Jour du dépassement : à partir du 1er août, l’humanité vit à crédit sur les ressources naturelles de la Terre
À compter de ce 1er août, l’humanité a consommé l’ensemble des ressources que la Terre peut générer en une année. Ce « jour du dépassement » illustre l’immense pression que les humains infligent continuellement à la planète. Calculée tous les ans par l’ONG Global Footprint Network, la date de ce jour symbolique signifie qu’environ 1,75 Terre serait nécessaire pour couvrir le mode de vie actuel de l’humanité.

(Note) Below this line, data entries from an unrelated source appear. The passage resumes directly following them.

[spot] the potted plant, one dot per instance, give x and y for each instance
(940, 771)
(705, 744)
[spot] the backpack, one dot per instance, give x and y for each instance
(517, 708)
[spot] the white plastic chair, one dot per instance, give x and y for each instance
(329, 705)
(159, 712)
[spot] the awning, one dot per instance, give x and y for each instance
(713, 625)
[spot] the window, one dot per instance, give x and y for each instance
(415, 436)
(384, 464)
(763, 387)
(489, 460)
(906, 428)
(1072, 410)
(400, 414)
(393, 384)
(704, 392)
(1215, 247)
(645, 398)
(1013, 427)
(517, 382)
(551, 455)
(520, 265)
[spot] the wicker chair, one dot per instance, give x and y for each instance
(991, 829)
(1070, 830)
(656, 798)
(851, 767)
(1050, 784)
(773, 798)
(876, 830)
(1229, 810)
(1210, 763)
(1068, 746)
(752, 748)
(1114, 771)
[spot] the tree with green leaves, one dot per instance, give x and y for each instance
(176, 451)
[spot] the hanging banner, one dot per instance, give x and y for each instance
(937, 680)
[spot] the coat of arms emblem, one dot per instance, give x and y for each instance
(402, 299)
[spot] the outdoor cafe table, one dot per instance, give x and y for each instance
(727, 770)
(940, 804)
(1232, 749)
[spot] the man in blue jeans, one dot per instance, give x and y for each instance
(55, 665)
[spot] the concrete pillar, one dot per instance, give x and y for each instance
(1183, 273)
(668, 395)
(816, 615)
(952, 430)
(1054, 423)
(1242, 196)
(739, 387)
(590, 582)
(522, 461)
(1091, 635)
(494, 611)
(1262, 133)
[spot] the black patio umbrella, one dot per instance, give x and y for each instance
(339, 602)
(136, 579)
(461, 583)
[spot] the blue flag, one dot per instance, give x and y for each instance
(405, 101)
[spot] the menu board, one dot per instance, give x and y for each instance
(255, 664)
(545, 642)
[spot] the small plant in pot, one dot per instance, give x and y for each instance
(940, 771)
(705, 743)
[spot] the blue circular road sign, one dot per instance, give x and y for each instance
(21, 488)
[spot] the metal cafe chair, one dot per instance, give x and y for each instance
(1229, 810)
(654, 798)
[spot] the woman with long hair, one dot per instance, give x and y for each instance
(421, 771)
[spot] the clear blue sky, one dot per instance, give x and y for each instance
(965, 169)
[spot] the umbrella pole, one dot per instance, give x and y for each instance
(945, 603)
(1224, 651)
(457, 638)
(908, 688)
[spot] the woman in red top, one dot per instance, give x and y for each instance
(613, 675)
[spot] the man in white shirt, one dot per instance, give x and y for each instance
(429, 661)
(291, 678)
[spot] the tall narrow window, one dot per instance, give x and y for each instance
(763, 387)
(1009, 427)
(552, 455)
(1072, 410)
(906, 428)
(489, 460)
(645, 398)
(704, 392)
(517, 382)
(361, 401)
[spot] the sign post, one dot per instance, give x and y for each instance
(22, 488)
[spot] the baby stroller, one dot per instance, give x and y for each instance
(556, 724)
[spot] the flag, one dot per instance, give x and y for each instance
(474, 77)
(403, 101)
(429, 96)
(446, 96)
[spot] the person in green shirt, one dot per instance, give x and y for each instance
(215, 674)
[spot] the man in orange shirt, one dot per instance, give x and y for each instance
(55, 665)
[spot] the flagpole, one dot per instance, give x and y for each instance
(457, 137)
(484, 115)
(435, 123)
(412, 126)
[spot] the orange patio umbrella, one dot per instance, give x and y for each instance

En d’autres termes, lors des 5 prochains mois, les ressources naturelles consommées par l’activité humaine ne pourront être régénérées par la planète bleue, créant des tensions qui s’accumulent année après année. Mathis Wackernagel, président et co-fondateur de l’ONG Global Footprint Network, explique : « Bien que cela puisse sembler contre-intuitif, actuellement il est possible de consommer plus que ce que la nature régénère, dans la mesure où nous pouvons par exemple couper les arbres plus rapidement qu’ils ne repoussent, surexploiter les stocks existants de poissons, etc. ».

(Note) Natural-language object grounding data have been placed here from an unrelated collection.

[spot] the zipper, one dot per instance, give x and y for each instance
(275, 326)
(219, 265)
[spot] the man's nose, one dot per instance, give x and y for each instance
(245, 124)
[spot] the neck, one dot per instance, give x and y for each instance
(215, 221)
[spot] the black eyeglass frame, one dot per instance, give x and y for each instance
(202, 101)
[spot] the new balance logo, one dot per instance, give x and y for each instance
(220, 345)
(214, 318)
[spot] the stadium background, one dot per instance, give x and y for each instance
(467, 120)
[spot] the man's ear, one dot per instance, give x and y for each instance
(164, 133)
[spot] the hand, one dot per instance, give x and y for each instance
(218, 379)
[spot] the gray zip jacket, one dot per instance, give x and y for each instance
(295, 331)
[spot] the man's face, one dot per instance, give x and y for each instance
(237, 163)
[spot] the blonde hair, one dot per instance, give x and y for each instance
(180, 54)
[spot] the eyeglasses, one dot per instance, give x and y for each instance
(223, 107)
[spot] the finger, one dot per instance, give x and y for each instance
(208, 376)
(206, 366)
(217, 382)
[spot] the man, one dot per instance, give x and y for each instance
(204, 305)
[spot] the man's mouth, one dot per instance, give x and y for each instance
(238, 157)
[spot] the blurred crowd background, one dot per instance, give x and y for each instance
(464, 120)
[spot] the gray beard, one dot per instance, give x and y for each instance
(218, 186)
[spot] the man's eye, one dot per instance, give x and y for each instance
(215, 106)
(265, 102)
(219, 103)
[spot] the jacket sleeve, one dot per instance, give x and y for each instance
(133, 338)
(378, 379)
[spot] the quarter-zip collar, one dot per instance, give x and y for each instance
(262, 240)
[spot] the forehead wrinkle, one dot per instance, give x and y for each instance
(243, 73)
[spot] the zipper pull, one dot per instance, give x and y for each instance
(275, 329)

Un déficit écologique qui s’alourdit année après année
En 1970, le jour du dépassement avait eu lieu le 29 décembre puis la date a progressivement avancé au fil des années, à l’image d’une société de plus en plus consommatrice en ressources. Cette année, le jour du dépassement survient 1 jour plus tôt qu’en 2023. L’usage excessif d’énergies fossiles, l’agriculture intensive, la surpêche, la croissance démographique et le déclin des puits de carbone représentent des sources de tensions de plus en plus importantes pour la planète.
L’empreinte écologique reflète de fortes inégalités
Le calcul du jour du dépassement résulte d’une addition des pressions exercées par 200 pays à travers le monde mais la responsabilité de chacun d’entre eux se révèle très inégale. En effet, certains pays comme le Qatar ou les Emirats Arabes Unis ont une empreinte écologique extrêmement élevée, essentiellement due à leur production de pétrole.

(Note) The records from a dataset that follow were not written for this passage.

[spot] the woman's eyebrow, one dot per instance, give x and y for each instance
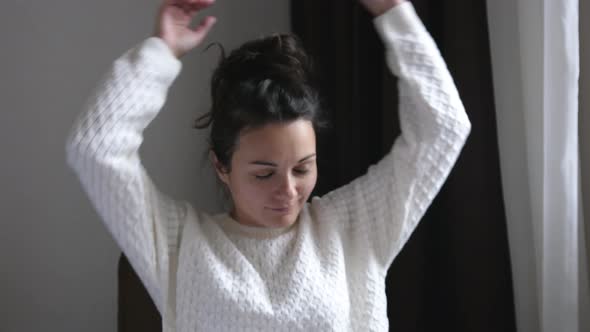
(268, 163)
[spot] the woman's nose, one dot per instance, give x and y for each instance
(287, 188)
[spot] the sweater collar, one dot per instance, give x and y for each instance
(230, 225)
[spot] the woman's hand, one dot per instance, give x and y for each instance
(378, 7)
(173, 24)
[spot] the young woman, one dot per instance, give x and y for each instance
(274, 262)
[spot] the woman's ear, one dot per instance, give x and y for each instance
(221, 170)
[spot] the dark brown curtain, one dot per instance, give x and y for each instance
(136, 311)
(454, 272)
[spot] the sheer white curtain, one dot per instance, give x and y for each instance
(535, 60)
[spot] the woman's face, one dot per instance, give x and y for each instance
(273, 171)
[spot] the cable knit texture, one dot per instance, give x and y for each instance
(326, 272)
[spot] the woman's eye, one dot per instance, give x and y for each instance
(263, 176)
(301, 171)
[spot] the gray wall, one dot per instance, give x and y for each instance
(584, 117)
(58, 263)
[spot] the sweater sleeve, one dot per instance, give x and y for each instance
(380, 209)
(103, 150)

Voici les données comparatives basées sur l'infographie de l'année 2024 :
| Pays |
Date du dépassement |
Nombre de Terres nécessaires |
| Qatar |
11 février |
7 |
| France |
7 mai |
2,9 |
| Moyenne mondiale |
1er août |
1,75 |
À l’inverse, le Maroc, la Moldavie ou le Kirghizistan consomment chaque année quasi-uniquement ce que la Terre est capable de régénérer annuellement. La France est quant à elle bien loin de cela puisque 2,9 Terres seraient nécessaires pour couvrir les besoins de l’humanité si chaque individu consommait comme un Français. Le jour du dépassement mondial serait ainsi le 7 mai, soit presque 3 mois plus tôt que la date actuelle.
Vers une prise de conscience et une responsabilité collective
Le président de l’ADEME (Agence de la transition écologique) Sylvain Waserman estime par ailleurs que « chaque année, le jour du dépassement nous rappelle notre responsabilité collective à faire évoluer nos modes de vie et de consommation vers davantage de sobriété. ». Cependant, cet indicateur reste parfois critiqué pour les angles morts qu’il comporte ainsi que pour son imprécision qui conduit probablement à sous-estimer l’impact des activités humaines sur la planète.